When the Women’s Professional Soccer league became official, Katie Hooker thought, “This is it; this is what I’ve been waiting for, so let’s get training.” She’d played Division 1, and one year of professional soccer (until the WUSA league folded in 2003), but six years had passed. “Now, as a married woman with a great full-time job, I was faced with a real decision of whether or not I wanted to try and play pro again…silly question. I knew I would play.”

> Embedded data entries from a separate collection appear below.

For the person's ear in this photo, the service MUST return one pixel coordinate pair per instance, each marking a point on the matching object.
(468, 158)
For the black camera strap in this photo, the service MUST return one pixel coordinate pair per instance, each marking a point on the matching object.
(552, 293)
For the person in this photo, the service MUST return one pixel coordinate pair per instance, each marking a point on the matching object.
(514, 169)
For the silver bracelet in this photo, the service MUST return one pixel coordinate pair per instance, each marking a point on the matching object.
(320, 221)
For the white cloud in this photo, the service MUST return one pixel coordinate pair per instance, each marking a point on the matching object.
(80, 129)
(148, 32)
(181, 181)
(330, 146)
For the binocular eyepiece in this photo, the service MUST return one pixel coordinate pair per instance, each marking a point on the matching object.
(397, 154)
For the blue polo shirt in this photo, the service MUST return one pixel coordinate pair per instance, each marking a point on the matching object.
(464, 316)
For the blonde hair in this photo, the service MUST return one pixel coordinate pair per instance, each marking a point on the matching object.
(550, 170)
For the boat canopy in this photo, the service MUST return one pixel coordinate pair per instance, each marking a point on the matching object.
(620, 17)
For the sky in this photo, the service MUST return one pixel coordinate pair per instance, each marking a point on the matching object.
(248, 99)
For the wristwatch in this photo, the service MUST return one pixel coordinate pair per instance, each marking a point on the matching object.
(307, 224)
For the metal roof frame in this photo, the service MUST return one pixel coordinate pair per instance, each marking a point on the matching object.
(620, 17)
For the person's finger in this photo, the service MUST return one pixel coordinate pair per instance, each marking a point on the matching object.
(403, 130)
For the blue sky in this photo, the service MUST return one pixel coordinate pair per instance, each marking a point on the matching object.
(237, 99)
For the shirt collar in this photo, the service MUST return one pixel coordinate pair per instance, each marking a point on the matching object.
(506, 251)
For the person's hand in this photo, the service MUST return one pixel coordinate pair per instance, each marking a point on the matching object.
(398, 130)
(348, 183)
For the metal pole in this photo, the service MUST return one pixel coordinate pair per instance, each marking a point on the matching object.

That meant hard work. “It takes a lot to plan your day around training,” she says “when will I get to eat, when will I train, when is there time to work, time to be with my husband (as newly weds), time to spend with the dog, and time to sleep and recover?” She trained through Colorado’s freezing winter with a crew of seventeen-year-old boys (“It was the best thing I ever did for my game”) and eventually was drafted by the New Jersey Sky Blue, a team she helped take from last place to the championship.
These days, Katie is assistant soccer coach at the University of Denver. Though she does get on-the-job workouts, she still knows the difficulties of working in working out in a busy life. “If you think about it most professional athletes only have one job. When you combine that stuff with a ‘real’ job, it can become complicated.” The first step is a good attitude: She sees workouts “as time to listen to music, exercise with my dog, or to just be outside. I’ve always looked for a way to make it fun and enjoyable.”
When it comes to the details, Katie bucks the conventional wisdom that you should choose a routine and stick with it. “I think the secret is to change things up. Not only is it better for your body but it’s a lot more fun.” Workouts, she says, can come in many forms: when your routine just isn’t possible, “embrace the opportunity to do something different.”
And for those moments when even the lure of something new isn’t enough? Katie has this sage advice: “I find, if I simply go get dressed in the proper clothes, I am halfway there: one less excuse!”
Home: Littleton, CO
Occupation: Asst. Soccer Coach at University of Denver
Education: BSBA in Statistics from University of Denver
Partner: Jeff Hooker, husband
Sports, past and present: Played soccer, softball, basketball, golf and tennis growing up…still do all of those including snow skiing.
Athletic accomplishments: Division 1 soccer player, Professional Soccer player and Champion.
Little known fact about you: I hate rain.
Guilty pleasure: Pizza.
Most embarrassing moment: Peed my pants in my second grade classroom.
Greatest triumph: Having a breakthrough moment with my old dog. I spent two years trying to train her to be off-leash and return to me, and it finally happened. She passed away shortly after.
Favorite thing to do when not working or working out: Sun bathe in Ventura, CA and swim in the ocean.
Since I never do the same thing week to week, this is what it looked like last week:
Monday: Train/play soccer with the team for 1.5hrs includes warming up, playing soccer, running fitness, including some core work, and a cool down. A hard work ou.t
Tuesday: Similar to Monday, but for a shorter period of time only one hour. A hard work out.
Wednesday: Same as Monday, very intense. A hard workout.
Thursday: Take the day off: body is tired and has worked very hard for three straight days.
Friday: Light jog with the dog, about 20minutes. Upon return, I do three sets of pushups, ten pushups per set. Each one has a different emphasis, like go down slow and up fast, or vice versa. Last set is done with hands in the triangle to emphasize the “lats” a little more. A light workout
Saturday: Golf, take dog for a few long walks. Although I usually ride in a cart when golfing, there are times to walk to your ball or the next tee, so I take advantage of that. When out with the dog, I use it not necessarily as a time for fitness, but it is still time spent doing a physical activity versus doing nothing.
Moment of Inspiration: Listening to then teammate, Heather O’Reilly, give an inspirational speech last summer to a group of aspiring youth soccer players. It inspired me to share my knowledge and always give back.
Favorite Quote: “Perfect practice makes perfect”
Oh yeah, and why is your nickname Flo?: In the 1984 Olympics, there was a volleyball player named Flo Heiman. I was two years old at the time and my older siblings were watching a lot of the Olympic games. The story goes I saw Flo and just said, “I’m Flo.” So being the wonderful brothers they are, they said “Ok, you’re Flo”…and it stuck for life. My six brothers and their friends still call me Flo.